It was intolerable. Thomas had caught a glimpse of the beautiful Shirley Eaton in her dressing-gown as he came from the restaurant, and he could not bear the thought of such loveliness now being unveiled away from his greedy gaze. Hard-hearted, cool-headed businessman that he was, so used to presiding impassively over the building and wrecking of huge financial fortunes, it made him want to cry. The situation was desperate. Something had to be done.
As he prowled around the outskirts of the studio floor in semi-darkness, salvation presented itself in the form of a stepladder propped up against the back of some scenery.

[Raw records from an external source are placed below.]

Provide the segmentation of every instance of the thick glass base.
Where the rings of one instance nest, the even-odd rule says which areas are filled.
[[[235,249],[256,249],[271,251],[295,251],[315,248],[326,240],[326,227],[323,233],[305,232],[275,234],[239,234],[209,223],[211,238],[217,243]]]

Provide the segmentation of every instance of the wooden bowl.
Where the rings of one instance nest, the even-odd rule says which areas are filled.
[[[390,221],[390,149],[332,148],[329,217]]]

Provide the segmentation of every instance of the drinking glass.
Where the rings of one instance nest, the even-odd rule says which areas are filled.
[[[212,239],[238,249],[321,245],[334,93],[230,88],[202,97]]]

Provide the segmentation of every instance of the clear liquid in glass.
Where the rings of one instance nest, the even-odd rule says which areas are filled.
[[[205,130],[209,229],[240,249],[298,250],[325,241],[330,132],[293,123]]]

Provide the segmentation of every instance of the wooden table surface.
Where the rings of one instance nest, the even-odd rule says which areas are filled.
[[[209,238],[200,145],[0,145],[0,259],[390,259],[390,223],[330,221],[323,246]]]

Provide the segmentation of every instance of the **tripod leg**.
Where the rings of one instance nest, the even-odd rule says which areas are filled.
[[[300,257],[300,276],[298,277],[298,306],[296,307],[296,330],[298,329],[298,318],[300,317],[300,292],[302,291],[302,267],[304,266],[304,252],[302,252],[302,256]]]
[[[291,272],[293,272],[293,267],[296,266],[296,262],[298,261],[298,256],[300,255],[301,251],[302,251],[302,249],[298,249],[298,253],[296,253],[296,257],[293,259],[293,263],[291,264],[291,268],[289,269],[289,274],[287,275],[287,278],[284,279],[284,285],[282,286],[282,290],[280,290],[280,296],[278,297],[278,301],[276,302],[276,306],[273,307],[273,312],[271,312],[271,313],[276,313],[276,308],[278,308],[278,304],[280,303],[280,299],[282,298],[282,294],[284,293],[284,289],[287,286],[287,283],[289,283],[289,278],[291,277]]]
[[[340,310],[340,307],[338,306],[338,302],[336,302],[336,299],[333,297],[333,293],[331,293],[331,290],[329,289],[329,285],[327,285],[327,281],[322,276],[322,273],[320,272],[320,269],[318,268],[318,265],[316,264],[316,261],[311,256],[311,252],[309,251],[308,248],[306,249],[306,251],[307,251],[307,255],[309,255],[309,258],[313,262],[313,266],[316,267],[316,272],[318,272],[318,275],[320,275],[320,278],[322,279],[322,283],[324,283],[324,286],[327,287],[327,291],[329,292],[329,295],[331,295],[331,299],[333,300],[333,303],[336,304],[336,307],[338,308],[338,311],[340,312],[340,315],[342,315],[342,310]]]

Cocking his ear against the plasterboard, Thomas could hear the actors’ voices on the other side as they attempted take two of the bedroom scene. He glanced up and noticed two small pinpoints of light drilled into the wood, just where the ladder was resting. Could it possibly be that they would look out on to the set? (As he later discovered, they were cut out of an oil painting, a gruesome family portrait hanging on the bedroom wall, behind which the watchful eyes of the murderer would sometimes make a chilling appearance.) Silently he climbed the ladder and found that the drillholes were exactly positioned to accommodate a pair of human eyes. They might almost have been designed for that purpose. After taking a few seconds to accustom himself to the glare of the lights, Thomas looked down and found that he now had an uninterrupted view of the forbidden bedroom.
It wasn’t immediately clear what was going on, although the scene appeared to revolve around Kenneth, Shirley and a mirror. Kenneth had his back to Shirley while she took most of her clothes off, but he could still see her reflection in the mirror, which was on a hinge and which he was doing his best to keep tilted, for the sake of her modesty. Shirley stood by the side of the bed, facing the portrait through which Thomas’s widened eyes were now staring out, unnoticed. He seemed to have arrived during a lull in the proceedings. Kenneth was in conversation with the director while two young assistants made small adjustments to the angle of the mirror in response to shouted instructions from the cameraman. Finally the director called out, ‘OK, positions, everyone!’, and Kenneth went over to the door to make his entrance. The set went quiet.
Kenneth opened the door, walked in, and looked startled to see Shirley, wearing only her slip and about to put on a nightgown.
He said: ‘I say, what are you doing in my room?’
Shirley said: ‘This isn’t your room. I mean, that isn’t your luggage, is it?’
She clutched the nightgown modestly to her bosom.
Kenneth said: ‘Oh, blimey. No. Wait a minute, that’s not my bed, either. I must have got lost. I’m sorry. I’ll – I’ll push off.’
He started to leave, but paused after only a few steps. He turned and saw that Shirley was still holding on to her nightgown, unsure of his intentions.
Thomas stirred excitedly on the ladder.
Kenneth said: ‘Miss, you don’t happen to know where my bedroom is, do you?’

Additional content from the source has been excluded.